When raising the salary cap gets talked about only slightly less than Seattle fan saying how great they are, yes, yes it was.
i agree, that's why i used the quotes. i think the american public could benefit greatly from learning about who these guys really are -- i mean guys like Messi, Kaka ... or even someone like Adebayour. american fans look at all these mega-popular soccer players as just caricatures. they don't see them as real people, because they are ignorant of the sport. i learned a ton about soccer and the world, in general, by watching the show Futbol Mundial. i would love to see ESPN do those types of features.
I honestly can't think of the stuff as a sappy chick thing as opposed to simply an over-dramatized account of the athletes and their accomplishments in the sport. Soap operas and romance movies are chick things. The pre-match segments are a warm up to the matches and the event, and given that this is soccer, will likely have a much bigger cultural aspect, something I find much more interesting than the American athletes who draw most of the focus during Olympic coverage, all of whom tend to have very repetitive stories. In the end, just don't worry too much about it, and don't think of it as a chick thing, because you're likely to get yourself far more angry than you should be when you see it.

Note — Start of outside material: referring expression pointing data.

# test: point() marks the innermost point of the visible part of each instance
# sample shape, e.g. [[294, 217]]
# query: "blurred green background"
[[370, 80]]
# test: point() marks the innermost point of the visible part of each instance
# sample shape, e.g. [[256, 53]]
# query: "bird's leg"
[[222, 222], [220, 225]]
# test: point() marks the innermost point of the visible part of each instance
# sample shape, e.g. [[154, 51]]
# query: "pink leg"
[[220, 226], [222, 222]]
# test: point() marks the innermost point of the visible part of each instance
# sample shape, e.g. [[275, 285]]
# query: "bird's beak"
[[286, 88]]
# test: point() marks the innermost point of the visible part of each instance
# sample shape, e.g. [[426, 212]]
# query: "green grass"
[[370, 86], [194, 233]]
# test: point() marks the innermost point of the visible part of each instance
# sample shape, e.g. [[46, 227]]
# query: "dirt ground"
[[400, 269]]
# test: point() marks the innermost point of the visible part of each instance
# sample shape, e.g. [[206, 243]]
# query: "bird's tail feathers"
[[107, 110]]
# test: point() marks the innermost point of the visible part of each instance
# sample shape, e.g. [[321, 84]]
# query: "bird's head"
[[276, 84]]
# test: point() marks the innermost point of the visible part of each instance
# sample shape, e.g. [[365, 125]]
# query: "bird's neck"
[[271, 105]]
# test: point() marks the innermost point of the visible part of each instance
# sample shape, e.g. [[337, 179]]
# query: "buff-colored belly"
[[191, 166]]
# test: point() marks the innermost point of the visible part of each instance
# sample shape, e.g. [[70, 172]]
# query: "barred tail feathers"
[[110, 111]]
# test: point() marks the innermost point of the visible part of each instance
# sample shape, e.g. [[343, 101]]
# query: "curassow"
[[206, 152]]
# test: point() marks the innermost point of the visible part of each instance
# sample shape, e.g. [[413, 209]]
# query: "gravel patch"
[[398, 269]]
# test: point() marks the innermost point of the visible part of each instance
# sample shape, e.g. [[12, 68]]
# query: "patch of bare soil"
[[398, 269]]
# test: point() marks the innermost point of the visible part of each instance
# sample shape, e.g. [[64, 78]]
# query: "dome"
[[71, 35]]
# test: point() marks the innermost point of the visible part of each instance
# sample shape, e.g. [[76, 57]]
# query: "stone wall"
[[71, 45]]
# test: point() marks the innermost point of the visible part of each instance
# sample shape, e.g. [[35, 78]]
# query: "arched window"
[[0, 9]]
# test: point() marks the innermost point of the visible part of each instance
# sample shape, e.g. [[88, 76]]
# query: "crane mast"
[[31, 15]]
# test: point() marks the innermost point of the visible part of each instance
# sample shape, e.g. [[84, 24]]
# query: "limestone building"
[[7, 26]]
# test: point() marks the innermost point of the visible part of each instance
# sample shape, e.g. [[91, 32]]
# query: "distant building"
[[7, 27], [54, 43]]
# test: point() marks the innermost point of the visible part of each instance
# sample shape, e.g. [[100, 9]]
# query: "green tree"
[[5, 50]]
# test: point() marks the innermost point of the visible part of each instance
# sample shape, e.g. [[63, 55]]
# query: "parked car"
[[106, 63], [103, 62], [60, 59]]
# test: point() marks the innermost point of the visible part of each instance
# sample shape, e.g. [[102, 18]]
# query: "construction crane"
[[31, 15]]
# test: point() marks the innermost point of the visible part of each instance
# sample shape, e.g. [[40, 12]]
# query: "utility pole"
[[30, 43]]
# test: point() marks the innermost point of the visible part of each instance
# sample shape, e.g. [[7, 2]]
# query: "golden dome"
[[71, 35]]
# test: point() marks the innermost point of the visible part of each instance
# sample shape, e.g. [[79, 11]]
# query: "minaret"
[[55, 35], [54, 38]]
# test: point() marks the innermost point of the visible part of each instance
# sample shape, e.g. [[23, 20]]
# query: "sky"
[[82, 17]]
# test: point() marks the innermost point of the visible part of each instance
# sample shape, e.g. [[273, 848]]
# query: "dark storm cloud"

+1. Futbol Mundial is a great show, segments like that would do well to show Americans with less exposure to the sport why it is such a big deal around the world.
Yes but unlike the Olympics where they can edit the events in the WC they will be showing the games whole and live so this will only be a minor distraction during avoidable pre-game shows.

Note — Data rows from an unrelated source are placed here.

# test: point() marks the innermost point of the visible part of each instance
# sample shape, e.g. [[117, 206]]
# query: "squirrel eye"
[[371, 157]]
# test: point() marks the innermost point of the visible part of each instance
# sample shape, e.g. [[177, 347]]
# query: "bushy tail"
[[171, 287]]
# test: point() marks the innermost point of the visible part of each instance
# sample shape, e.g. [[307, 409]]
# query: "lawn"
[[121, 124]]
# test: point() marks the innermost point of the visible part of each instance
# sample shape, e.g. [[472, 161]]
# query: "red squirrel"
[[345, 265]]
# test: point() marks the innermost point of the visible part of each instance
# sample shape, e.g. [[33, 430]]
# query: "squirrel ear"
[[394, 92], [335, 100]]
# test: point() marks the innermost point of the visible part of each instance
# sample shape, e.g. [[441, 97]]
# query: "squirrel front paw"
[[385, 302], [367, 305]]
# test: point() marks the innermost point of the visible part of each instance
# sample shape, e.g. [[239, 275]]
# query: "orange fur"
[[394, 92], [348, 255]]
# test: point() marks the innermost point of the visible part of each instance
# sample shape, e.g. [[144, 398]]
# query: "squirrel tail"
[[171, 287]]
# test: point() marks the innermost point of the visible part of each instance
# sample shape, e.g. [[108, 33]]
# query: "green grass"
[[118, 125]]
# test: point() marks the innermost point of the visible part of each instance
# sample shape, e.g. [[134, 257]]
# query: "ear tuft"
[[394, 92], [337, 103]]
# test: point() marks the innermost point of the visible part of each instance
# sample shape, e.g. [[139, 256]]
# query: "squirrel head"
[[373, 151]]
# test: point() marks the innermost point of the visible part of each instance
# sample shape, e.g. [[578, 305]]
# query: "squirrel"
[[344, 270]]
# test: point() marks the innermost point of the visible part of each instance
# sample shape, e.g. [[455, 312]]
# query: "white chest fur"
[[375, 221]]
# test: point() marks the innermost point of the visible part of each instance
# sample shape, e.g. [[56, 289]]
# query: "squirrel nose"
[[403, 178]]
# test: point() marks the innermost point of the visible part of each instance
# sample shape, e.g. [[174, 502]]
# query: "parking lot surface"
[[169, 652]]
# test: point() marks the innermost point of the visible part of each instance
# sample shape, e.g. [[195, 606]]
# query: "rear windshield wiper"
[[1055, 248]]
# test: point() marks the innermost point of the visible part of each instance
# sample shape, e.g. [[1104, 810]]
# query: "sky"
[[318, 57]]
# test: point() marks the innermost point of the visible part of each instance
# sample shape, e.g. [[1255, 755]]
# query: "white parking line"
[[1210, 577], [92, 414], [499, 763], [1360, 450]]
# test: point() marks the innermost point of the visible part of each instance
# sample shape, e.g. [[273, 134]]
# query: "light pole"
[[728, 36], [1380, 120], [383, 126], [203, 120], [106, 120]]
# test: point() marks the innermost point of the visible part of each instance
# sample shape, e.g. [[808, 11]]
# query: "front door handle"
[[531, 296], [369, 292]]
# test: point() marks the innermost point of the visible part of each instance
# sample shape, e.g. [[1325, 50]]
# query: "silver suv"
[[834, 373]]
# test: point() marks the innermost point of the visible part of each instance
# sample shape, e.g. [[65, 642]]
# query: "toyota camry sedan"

Touchy, touchy. Have a xanax already. What's with the complex? When did I start telling you how great Seattle is...etc. You really need to examine some of your issues before you go off on somebody. I was merely saying the product MLS is putting on the field is not conducive to growing interest in our game outside of the hardcore MLS fans already devoted to their teams. Forgive me for not being up to speed on the MLS salary cap front. But seriously, take a chill pill.
Futbol Mundial can make a story about the Qatar national team exciting. I say that because I remember watching a story on there about ... the Qatar national team. best soccer show ever, for my money. i haven't really watched it since the mid 90s though. i think it's done a bit differently now. but i'm not sure.
Pretty close... "The Land of the Free...The Home of the Brave...is into the Round of 8!!!!!!!" Yeah, I'm reasonably sure he spent a day or two thinking it up...but our win over Spain was crying out for a line like that... I miss Jack...
I know what you mean with JP, but I could clearly hear Harkes mutter away from the microphone small bursts of jittery excitement after the goals we scored against Spain.